The railroad dominates the upper beach - pretty much replaces it, actually - except for a narrow backshore right around the stream mouths. But the lower beach goes out forever, or so it seemed today, when low tide sort of merged into the gray day.
Monday, May 06, 2013
Washington Park
Washington Park is a rocky headland at the northwest corner of Fidalgo Island. Here at Green Point, the bedrock forms a distinct terrace a couple of meters above high tide-- in this case a gently rolling glacial surface, not a marine terrace. The bedrock is mantled by glacial drift - which forms a low bluff. As they tend to do, pocket beaches have formed on both sides of the headland, the glacial gravel unable to escape the potential energy well (butchering the physics again) created by the bedrock points and the local wave regime.
AERIAL VIEW
In the previous post, we saw rocks that formed at the top of an ophiolite sequence - the basalt, ribbon chert, and fine grained sediment that one finds on the ocean floor (or that one would find on the ocean floor, were one to actually visit it). In Washington Park, the bedrock is composed of peridotite and dunite, now partly altered and metamorphosed to serpentinite. These rocks formed at the base of the oceanic crust and form the bottom part an ophiolite sequence. These are ultramafic rocks, which means they are rich in iron and magnesium, and very low in silica. Some people saw the thin bands of altered chromite. I was intrigued by a vein of heavily weathered, coarse-grained pyroxene, or at least I think that was what I was seeing. I'm a beach guy - so my mineral identification skills are as rusty as these rocks.
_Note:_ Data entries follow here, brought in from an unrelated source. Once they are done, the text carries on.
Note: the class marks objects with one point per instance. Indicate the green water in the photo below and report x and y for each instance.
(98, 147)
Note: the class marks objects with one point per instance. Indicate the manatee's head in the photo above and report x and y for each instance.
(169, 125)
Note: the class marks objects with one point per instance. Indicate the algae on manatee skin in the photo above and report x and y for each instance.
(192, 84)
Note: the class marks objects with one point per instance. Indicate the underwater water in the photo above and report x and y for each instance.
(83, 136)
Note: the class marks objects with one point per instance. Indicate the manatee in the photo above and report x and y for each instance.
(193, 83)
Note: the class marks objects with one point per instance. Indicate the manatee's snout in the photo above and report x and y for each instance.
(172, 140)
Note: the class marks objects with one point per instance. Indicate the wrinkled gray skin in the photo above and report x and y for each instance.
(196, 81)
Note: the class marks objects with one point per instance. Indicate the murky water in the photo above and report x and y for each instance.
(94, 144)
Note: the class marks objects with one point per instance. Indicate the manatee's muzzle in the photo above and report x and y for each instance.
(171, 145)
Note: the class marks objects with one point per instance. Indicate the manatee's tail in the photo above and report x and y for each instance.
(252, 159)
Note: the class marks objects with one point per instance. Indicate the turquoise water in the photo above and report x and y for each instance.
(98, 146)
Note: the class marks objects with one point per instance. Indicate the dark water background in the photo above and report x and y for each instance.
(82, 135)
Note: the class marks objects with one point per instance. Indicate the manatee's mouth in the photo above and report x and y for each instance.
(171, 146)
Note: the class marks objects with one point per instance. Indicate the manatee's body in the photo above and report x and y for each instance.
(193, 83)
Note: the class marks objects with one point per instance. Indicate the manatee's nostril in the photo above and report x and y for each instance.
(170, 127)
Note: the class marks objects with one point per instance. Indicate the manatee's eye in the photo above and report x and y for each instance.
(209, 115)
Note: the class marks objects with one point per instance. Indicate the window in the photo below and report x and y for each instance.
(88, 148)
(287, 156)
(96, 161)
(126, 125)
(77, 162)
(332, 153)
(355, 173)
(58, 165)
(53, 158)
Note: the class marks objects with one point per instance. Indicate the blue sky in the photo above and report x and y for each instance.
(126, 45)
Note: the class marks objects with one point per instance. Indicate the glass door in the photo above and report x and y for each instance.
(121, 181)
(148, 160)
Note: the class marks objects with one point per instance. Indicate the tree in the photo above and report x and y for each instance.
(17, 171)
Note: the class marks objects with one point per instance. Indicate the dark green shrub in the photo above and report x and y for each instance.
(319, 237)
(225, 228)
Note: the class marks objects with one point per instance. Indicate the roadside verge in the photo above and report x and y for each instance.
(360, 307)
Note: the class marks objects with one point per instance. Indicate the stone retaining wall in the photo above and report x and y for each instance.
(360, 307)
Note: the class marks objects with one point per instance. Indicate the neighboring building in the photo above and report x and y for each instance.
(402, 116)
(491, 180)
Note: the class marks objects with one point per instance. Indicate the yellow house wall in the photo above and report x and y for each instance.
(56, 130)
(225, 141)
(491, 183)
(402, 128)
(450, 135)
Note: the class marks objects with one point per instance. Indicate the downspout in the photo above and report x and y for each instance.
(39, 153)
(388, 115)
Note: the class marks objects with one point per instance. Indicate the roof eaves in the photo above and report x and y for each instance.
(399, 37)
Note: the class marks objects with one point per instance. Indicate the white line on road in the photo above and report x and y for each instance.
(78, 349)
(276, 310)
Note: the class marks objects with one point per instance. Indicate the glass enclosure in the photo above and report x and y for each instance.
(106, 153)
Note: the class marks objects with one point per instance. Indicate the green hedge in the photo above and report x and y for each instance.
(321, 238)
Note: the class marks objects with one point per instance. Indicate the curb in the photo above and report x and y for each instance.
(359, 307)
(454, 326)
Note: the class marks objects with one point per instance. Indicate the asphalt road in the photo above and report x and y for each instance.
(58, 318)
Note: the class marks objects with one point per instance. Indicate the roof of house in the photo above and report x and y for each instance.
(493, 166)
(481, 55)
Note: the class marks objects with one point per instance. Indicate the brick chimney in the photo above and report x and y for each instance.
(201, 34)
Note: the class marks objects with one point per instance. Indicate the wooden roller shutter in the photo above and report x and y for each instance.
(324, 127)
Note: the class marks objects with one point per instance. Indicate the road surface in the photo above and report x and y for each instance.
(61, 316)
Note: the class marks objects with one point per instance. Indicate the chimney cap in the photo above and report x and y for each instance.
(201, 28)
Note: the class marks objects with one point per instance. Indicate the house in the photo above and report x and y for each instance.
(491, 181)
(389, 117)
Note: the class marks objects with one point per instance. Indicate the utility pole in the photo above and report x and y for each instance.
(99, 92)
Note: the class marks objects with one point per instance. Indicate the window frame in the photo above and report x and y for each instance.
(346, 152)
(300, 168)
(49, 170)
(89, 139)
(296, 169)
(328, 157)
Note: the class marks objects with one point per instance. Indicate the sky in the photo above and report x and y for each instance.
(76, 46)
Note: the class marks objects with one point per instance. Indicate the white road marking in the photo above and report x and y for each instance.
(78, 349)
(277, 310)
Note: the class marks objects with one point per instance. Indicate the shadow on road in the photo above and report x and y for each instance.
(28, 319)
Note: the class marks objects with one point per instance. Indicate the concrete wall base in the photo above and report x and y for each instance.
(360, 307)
One of the lessons of Eric's field trip today was that although Fidalgo Island presents a beautiful series of oceanic rocks, it does not represent an entire classic ophiolite sequence (the middle part is missing). And the abundance of felsic dikes and silica rich (relatively) inclusions and clasts suggest an island arc origin rather than a mid-ocean ridge. Another lesson was that the rocks in this little corner of the world are sliced up at many different scales and there remain tough questions about the spatial relationships and the relative timing of emplacement and whether these rocks can be lined up with other similar rocks in the region.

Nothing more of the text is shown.